I have been recording music for a long time. But not until about three years ago did I start taking it seriously. And I'm still not convinced that was the right decision. Home audio recording is a giant can of worms. In fact, it is the most frustrating process I've experienced. There are just too many variables involved. The recording space, the microphone choices, the microphone setups, soundproofing, sound treatment, studio monitor choices, studio monitor setupů the list is nearly endless. I've learned a lot about all these things. And I still do not believe I know all that much about home audio recording. I'm sure all the audiophiles out there will laugh at my techniques and choices for studio equipment. But you know what? I never set out to satisfy the audiophiles. I'm just a punk musician who wants to get good documentation of his bands performances. And along the way, I have been able to help out many musicians who do not have the bucks to shell out for the local music producer. I didn't have that kind of money either, and that was the catalyst that started the project that has gotten me here. Hopefully I have some valuable information about DIY tricks and price efficient studio equipment that can help simplify the process of setting up a home audio recording studio. It doesn't have to be daunting. It will always be difficult, but there are ways to make the whole process come together with adequate results.

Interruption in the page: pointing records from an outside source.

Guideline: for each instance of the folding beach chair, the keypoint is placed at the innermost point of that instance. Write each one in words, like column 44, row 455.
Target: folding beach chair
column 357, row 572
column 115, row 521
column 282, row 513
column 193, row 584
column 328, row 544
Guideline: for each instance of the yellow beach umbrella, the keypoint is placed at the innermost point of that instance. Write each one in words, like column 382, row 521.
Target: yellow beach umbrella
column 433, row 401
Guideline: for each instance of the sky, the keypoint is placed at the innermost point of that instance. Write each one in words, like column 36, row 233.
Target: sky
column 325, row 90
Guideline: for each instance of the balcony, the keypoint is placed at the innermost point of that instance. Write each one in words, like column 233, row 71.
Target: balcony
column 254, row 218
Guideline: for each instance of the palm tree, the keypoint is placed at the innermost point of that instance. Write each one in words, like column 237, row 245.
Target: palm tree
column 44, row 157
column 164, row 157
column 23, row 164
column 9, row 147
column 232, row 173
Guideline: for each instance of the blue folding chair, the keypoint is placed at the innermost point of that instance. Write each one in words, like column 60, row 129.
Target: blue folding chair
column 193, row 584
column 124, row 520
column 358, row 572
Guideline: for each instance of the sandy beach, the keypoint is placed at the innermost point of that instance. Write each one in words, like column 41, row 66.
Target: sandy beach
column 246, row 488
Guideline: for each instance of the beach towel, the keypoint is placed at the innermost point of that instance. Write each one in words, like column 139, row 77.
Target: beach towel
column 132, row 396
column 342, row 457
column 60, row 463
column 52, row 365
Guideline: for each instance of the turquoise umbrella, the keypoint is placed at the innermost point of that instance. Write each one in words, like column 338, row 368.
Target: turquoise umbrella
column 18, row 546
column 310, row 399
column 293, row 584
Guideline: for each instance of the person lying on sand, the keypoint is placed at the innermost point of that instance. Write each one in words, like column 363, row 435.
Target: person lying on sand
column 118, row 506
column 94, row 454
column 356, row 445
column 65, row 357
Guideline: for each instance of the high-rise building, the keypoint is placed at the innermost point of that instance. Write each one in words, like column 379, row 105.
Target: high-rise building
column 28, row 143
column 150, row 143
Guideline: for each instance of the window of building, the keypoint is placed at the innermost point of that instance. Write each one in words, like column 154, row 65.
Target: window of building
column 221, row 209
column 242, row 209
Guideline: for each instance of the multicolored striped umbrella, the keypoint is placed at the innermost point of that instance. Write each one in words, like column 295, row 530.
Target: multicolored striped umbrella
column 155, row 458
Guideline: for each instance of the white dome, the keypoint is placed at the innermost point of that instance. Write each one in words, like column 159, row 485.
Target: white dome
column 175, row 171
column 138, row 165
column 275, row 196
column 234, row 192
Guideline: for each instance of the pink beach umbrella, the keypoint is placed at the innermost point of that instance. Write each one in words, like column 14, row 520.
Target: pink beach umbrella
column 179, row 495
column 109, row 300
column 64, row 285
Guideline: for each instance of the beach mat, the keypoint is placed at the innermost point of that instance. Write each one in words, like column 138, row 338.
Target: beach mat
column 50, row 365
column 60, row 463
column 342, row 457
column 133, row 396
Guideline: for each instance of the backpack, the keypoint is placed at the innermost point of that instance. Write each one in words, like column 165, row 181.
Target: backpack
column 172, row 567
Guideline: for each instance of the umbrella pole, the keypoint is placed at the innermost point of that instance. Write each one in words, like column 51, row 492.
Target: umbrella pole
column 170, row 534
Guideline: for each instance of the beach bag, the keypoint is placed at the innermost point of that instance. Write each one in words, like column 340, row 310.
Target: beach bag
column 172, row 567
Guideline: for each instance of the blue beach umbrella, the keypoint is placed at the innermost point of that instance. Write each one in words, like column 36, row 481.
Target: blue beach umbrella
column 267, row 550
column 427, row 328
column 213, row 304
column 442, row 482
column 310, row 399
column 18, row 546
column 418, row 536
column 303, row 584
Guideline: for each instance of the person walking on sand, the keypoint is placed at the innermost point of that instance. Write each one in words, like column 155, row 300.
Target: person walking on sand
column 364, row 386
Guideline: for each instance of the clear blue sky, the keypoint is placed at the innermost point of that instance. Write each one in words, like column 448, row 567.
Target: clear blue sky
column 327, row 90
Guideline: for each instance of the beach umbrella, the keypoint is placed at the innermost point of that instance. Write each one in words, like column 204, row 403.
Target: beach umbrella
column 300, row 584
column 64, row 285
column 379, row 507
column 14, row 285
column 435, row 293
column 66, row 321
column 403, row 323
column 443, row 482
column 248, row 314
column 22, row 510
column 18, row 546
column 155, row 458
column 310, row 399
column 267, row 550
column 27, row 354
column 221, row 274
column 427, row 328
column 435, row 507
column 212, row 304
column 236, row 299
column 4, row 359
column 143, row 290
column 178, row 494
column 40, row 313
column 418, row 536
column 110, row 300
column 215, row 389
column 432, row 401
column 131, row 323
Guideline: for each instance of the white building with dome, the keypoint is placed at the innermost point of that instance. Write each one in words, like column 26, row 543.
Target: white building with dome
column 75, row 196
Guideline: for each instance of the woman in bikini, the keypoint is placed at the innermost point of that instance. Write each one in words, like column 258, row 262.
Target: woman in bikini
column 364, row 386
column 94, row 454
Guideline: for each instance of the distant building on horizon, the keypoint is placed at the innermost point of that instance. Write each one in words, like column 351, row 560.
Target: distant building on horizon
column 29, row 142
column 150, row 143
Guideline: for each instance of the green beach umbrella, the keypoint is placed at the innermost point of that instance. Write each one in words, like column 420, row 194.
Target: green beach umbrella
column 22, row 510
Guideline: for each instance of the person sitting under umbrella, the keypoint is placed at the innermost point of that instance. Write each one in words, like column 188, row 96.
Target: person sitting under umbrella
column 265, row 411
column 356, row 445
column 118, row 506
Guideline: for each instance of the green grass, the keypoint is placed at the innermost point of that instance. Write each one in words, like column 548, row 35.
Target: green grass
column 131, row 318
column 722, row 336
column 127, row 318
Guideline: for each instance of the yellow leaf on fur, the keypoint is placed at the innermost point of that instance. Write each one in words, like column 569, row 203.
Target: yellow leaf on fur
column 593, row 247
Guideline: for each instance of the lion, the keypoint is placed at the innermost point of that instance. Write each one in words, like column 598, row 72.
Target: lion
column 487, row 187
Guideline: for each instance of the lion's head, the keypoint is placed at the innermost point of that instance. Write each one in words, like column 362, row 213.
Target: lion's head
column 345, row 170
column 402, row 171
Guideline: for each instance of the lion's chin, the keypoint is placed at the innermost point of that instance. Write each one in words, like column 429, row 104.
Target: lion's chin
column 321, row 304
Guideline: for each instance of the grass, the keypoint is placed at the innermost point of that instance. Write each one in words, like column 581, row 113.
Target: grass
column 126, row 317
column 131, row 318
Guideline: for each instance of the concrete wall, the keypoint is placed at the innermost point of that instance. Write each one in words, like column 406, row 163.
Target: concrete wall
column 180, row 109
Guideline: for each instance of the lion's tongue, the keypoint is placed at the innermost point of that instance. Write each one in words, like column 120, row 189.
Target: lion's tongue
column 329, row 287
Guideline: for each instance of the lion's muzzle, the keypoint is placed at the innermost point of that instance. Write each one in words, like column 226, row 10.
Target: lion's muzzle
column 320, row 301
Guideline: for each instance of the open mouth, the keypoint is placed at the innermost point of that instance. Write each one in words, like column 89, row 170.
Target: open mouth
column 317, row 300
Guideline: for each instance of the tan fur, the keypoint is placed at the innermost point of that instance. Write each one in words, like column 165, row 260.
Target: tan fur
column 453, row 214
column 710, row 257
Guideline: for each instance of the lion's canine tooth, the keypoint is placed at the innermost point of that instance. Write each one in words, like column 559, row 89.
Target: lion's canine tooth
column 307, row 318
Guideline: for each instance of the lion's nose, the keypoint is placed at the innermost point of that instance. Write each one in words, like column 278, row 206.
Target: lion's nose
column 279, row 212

Start with the room. If the recording space doesn't sound good, then stop immediately and correct it. Bass traps can be built using a frame and compressed fiberglass. Get some chicken wire to keep the frame together and the fiberglass compressed. Cover it with a material that is not reflective. If you can breathe into it and feel your breath through the other side, then the material will work. Get some couch cushions to use as broadband absorbers. Place them against the walls in spots where reflections occur. By just adding the bass traps and the broadband absorbers, the recording space should already sound much better. The low end will be less muddy and the highs will be less harsh. Microphones will capture what you feed them. Good microphones will capture a bad sounding room accurately. That is not preferred.
Quality studio equipment, especially microphones, does not have to be expensive. A few Shure SM-57's could make it through the entire home audio recording process if used correctly. As an alternative, there are brands of studio equipment such as Behringer, GLS, and SHS that make very useable dynamic microphones that are even more cost effective than the SM-57. Just experiment. Condenser microphones are good for adding ambience, and a matched pair of overheads is usually preferred to capture the stereo image of a drum set. There are standard microphone placement techniques that can be found all over the internet, but there are no set rules. As long as it sounds good, that's all that matters. Just make sure the microphones are not out of phase. The sound will become weak. The Recorderman technique for overhead microphone placement is a great fool-proof method for getting a good stereo image of the drum set. Definitely check it out.
Accurate monitors are very important in the home audio recording studio. They will give you the sound of the music accurately, with no added bass or high-end. But to have them work correctly, you must have an accurate room. With proper placement of the bass traps and broadband absorbers, this will clean up the sound a lot. Use a room measurement program such as REW Room EQ Wizard to measure the room's response. This will need to be done with a good condenser microphone, preferable one that is made specifically for this purpose. I obsessed over this process until I achieved a frequency response in my home audio recording studio within 3db across the entire frequency range. I may have taken the process too far, but it has definitely been beneficial for obtaining an accurate mix and a satisfactory end result.